Национальный советник встал, и теперь они стояли друг против друга. Национальный советник похлопал следователя по плечу.
— Значит, решено, — сказал он. — Ты оставишь Гастмана в покое. Луциусик, ловлю тебя на слове. Папку я оставлю здесь; список составлен тщательно, и он полный. Я всю ночь звонил по телефону, и многие очень взволнованы. Еще неизвестно, захочет ли иностранная держава продолжать переговоры, когда узнает о деле Шмида. На карту поставлены миллионы, милый доктор, миллионы! Желаю тебе удачи в твоих розысках. Она тебе очень понадобится.
С этими словами фон Швенди, тяжело ступая, вышел из комнаты.
Едва Лутц успел просмотреть список, оставленный ему национальным советником, то и дело сдавленно вскрикивая при виде знаменитых имен, и убрать его — «в какое злосчастное дело я впутался», — подумал он, — как вошел Берлах, разумеется не постучав.
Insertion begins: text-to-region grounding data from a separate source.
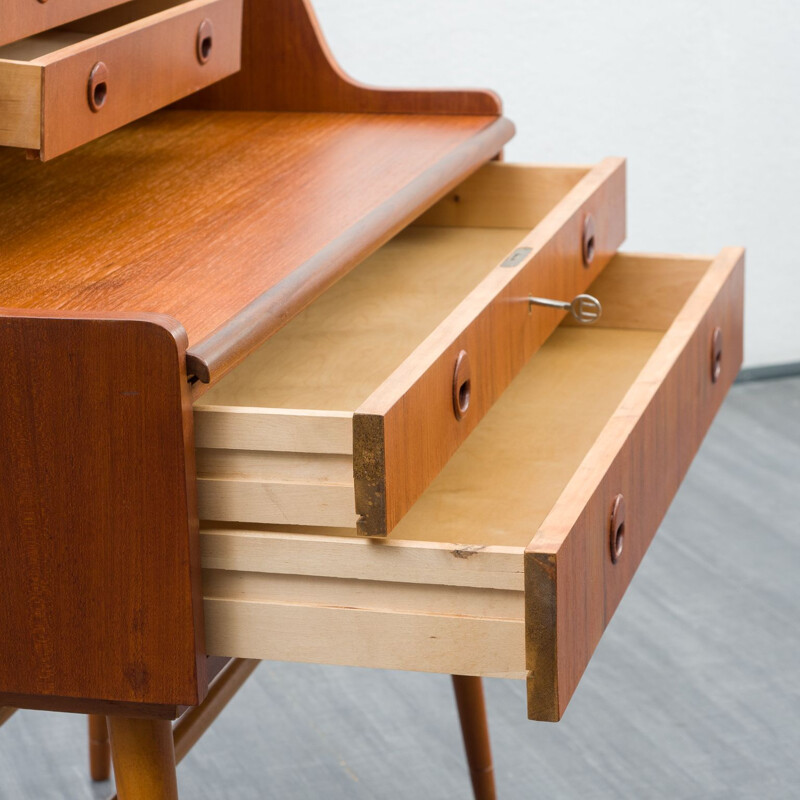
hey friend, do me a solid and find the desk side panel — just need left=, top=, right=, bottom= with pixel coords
left=0, top=312, right=206, bottom=710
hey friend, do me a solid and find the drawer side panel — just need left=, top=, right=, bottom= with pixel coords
left=525, top=248, right=745, bottom=721
left=355, top=158, right=626, bottom=536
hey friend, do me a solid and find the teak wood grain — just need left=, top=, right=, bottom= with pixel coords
left=180, top=0, right=501, bottom=115
left=0, top=0, right=130, bottom=47
left=192, top=162, right=620, bottom=535
left=0, top=0, right=244, bottom=160
left=0, top=311, right=206, bottom=713
left=354, top=158, right=626, bottom=535
left=525, top=248, right=745, bottom=721
left=0, top=110, right=512, bottom=386
left=197, top=251, right=744, bottom=714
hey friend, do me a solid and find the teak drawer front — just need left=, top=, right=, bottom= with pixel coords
left=0, top=0, right=242, bottom=159
left=0, top=0, right=131, bottom=47
left=194, top=159, right=627, bottom=537
left=199, top=248, right=744, bottom=721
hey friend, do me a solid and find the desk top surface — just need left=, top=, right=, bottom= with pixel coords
left=0, top=110, right=512, bottom=384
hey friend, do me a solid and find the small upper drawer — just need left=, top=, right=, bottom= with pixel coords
left=193, top=159, right=627, bottom=537
left=0, top=0, right=242, bottom=159
left=0, top=0, right=131, bottom=47
left=200, top=247, right=744, bottom=721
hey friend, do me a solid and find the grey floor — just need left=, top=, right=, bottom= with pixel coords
left=1, top=377, right=798, bottom=799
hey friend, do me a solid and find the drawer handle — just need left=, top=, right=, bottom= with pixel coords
left=582, top=214, right=595, bottom=267
left=610, top=494, right=625, bottom=564
left=711, top=327, right=723, bottom=383
left=197, top=19, right=214, bottom=64
left=87, top=62, right=109, bottom=113
left=452, top=350, right=471, bottom=420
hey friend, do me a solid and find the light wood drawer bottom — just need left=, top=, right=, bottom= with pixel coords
left=194, top=160, right=627, bottom=537
left=201, top=248, right=744, bottom=720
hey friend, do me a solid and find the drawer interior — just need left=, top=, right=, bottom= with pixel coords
left=200, top=251, right=728, bottom=683
left=200, top=252, right=712, bottom=543
left=0, top=1, right=189, bottom=62
left=391, top=252, right=711, bottom=547
left=196, top=169, right=591, bottom=414
left=194, top=163, right=602, bottom=529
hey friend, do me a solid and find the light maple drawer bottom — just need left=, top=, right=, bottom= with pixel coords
left=200, top=249, right=744, bottom=721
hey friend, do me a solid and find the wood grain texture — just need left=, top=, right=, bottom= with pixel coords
left=200, top=527, right=525, bottom=591
left=414, top=162, right=589, bottom=228
left=0, top=60, right=41, bottom=149
left=195, top=226, right=528, bottom=411
left=0, top=110, right=512, bottom=385
left=355, top=158, right=626, bottom=535
left=180, top=0, right=501, bottom=115
left=0, top=0, right=130, bottom=46
left=204, top=598, right=526, bottom=679
left=198, top=476, right=357, bottom=528
left=195, top=407, right=353, bottom=453
left=525, top=248, right=745, bottom=722
left=0, top=311, right=206, bottom=712
left=193, top=164, right=612, bottom=534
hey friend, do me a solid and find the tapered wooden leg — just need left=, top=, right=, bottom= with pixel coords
left=108, top=717, right=178, bottom=800
left=88, top=714, right=111, bottom=781
left=452, top=675, right=496, bottom=800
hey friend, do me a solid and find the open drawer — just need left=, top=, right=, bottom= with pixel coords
left=0, top=0, right=242, bottom=159
left=199, top=248, right=744, bottom=721
left=194, top=159, right=627, bottom=536
left=0, top=0, right=132, bottom=47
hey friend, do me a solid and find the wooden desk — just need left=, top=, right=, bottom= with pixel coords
left=0, top=0, right=743, bottom=797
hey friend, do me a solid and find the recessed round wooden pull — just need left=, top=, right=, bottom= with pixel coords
left=87, top=62, right=109, bottom=113
left=609, top=494, right=625, bottom=564
left=582, top=214, right=596, bottom=267
left=196, top=19, right=214, bottom=64
left=711, top=326, right=723, bottom=383
left=452, top=350, right=471, bottom=420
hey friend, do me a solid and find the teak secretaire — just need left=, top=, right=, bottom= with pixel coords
left=0, top=1, right=744, bottom=797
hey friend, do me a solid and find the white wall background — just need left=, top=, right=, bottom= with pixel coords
left=314, top=0, right=800, bottom=368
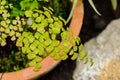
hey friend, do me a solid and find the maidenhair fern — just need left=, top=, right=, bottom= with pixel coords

Старик сказал, что ему нужно официальное разрешение для визита к Гастману в Ламбуэн, но Лутц отложил это на послеобеденное время.
— Теперь пора отправляться на похороны, — сказал он и встал.
Берлах не стал возражать и вышел вместе с Лутцем, которому обещание оставить Гастмана в покое стало казаться все более необдуманным. Теперь он опасался резкого протеста со стороны Берлаха.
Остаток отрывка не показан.